Your Neighbors Might Be Your Biggest Danger

Back when I started, we hadn’t thought of how dangerous our neighbors could be. But as we’ve all heard, desperate people do desperate things, and when a disaster strikes, many of those people are going to become desperate. They’ll do things they never thought of before, to get their hands on some food for their kids.

The home defense has become a significant area within prepping, and rightly so. While self-defense isn’t one of the top three survival needs, the others won’t matter if we can defend ourselves.

I have no desire to kill innocent people trying to do nothing more than feed their own families. But at the same time, I’m not willing to allow my family to become victims so that they can steal what we have. I will defend my family and my home, and I hope to do it with as much compassion as the circumstances allow.

You’ve Got to Become Self-sufficient

While we all understood that people living in rural farming communities would be better off, nobody talked about the need to homestead or even plant a vegetable garden. Our focus was on wilderness survival and making it through the first few weeks after a disaster. Somehow, we were going to make it after that, living off the land. But as I’ve already said, that wouldn’t have worked.

Regardless of whether we’re talking about thermonuclear war, an EMP, or any other TEOTWAWKI event, the only way any of us will make it is by becoming as self-sufficient as possible. We’re going to need to be able to produce everything we need or harvest it from nature. That’s not going to be easy, and it’s going to take a lot of time and effort to get us to that point.

Train with Your Gear

There was a bit of a propensity back then to save our gear for when it would be needed, just like I see today. Fortunately, I ended up training with my gear, even though I didn’t plan to. That essentially happened because my survival gear was also my camping gear, and I enjoyed primitive camping. I’d go out in the woods with nothing more than my pack (including food) and stay for several days at a time. This gave me the training that I needed, which I wouldn’t have gotten, had I not enjoyed camping.

There are two important reasons to train with your gear.

  • The first and most obvious is to learn how to use it. Bugging out isn’t the time to use your camp stove for the first time. You’re going to have much more important things to worry about; using that camp stove better be second nature by then.
  • The second reason to train with your gear is to test out the equipment itself. I’ve had many a piece of kit I bought because it looked good or because someone recommended it, only to find that it was not well made and broke down under hard use. If I hadn’t been training with that gear, I never would have encountered the problems with it, and I would have ended up taking it with me at a time when I couldn’t afford for it to fail.

Harden Your Home Against Attack

I mentioned a few items back how dangerous neighbors can be, something that I hadn’t realized as a younger man. But the answer to that isn’t just having guns on hand and practicing using them.

We need to go further than that, making our homes into a fortress that is hard to break into.

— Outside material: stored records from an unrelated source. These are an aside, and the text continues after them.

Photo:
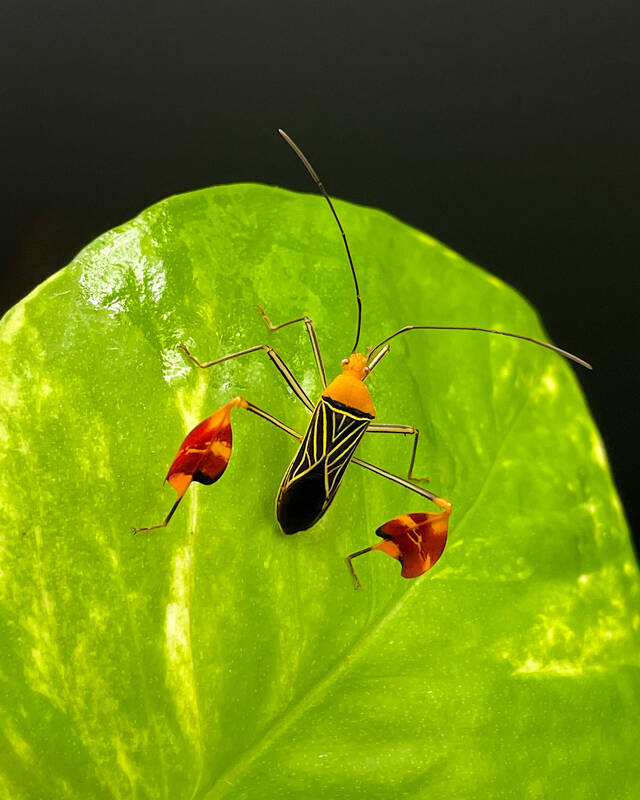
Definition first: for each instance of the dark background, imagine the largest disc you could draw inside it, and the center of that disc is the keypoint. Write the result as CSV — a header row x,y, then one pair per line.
x,y
509,130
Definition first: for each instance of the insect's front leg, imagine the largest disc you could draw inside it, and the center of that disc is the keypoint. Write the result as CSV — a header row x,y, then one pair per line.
x,y
282,368
407,430
312,337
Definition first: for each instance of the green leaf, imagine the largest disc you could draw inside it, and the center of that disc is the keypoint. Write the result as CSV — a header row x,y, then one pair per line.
x,y
218,658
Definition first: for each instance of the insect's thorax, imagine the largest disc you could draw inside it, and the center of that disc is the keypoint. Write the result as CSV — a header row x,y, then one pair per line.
x,y
349,388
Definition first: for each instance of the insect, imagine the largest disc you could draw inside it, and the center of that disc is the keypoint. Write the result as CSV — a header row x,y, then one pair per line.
x,y
343,414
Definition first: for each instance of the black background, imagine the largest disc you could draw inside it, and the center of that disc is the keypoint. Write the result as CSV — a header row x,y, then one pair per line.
x,y
509,130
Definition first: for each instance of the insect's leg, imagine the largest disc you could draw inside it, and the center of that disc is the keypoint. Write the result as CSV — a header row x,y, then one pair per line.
x,y
439,501
160,524
353,572
180,475
406,430
416,540
312,336
260,413
283,369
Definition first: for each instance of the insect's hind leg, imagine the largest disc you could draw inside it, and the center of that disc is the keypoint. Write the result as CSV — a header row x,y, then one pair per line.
x,y
204,454
407,430
282,368
160,524
312,337
416,539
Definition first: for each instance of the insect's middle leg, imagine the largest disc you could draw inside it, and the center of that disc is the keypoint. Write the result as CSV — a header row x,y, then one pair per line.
x,y
282,368
407,430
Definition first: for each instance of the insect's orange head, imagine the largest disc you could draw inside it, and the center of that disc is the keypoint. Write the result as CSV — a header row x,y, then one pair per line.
x,y
356,366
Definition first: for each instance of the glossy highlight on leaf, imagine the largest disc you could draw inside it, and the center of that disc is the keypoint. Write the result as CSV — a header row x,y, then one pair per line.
x,y
219,658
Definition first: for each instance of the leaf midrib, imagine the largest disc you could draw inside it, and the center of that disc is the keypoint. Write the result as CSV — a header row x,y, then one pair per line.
x,y
225,781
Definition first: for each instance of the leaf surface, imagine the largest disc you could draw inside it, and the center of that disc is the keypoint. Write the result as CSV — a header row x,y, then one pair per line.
x,y
218,658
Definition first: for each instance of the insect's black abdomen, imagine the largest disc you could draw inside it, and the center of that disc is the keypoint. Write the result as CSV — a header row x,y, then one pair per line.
x,y
313,477
300,505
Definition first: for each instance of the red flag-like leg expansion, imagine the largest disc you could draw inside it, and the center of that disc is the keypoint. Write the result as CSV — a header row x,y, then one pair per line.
x,y
204,454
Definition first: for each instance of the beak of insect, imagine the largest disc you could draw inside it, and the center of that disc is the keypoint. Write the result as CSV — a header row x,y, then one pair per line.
x,y
204,454
415,540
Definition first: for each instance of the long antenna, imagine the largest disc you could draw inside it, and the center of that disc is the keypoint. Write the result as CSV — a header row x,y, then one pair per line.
x,y
323,191
555,349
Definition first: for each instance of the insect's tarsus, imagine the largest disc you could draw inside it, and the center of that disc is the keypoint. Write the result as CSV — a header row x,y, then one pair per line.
x,y
323,191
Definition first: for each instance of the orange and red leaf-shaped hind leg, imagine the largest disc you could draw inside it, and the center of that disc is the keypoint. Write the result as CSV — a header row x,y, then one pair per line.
x,y
203,455
416,540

I’m not saying to make your home look like a fortress. That would indicate something inside worth protecting; I’m saying harden the house to make it a fortress without being obvious about it.

This mostly means doing something more than deadbolts and window locks, things that can be broken through. We can take several measures, which will make it so that someone will have to work hard at it if they want to get into our homes. I don’t have enough room to talk about those here; perhaps I’ll talk about them some other time. But use this as a test – if your neighbors can break into your home with a battering ram, then you haven’t hardened it enough.

Hardening your home does two things for you. First, it might make it so that you don’t have to fight, shooting them before they can shoot you. Secondly, it can give you those few crucial minutes you need to have, grabbing your guns and getting into firing positions, should someone attack your home. Those few minutes might mean the difference between your family’s death and their survival.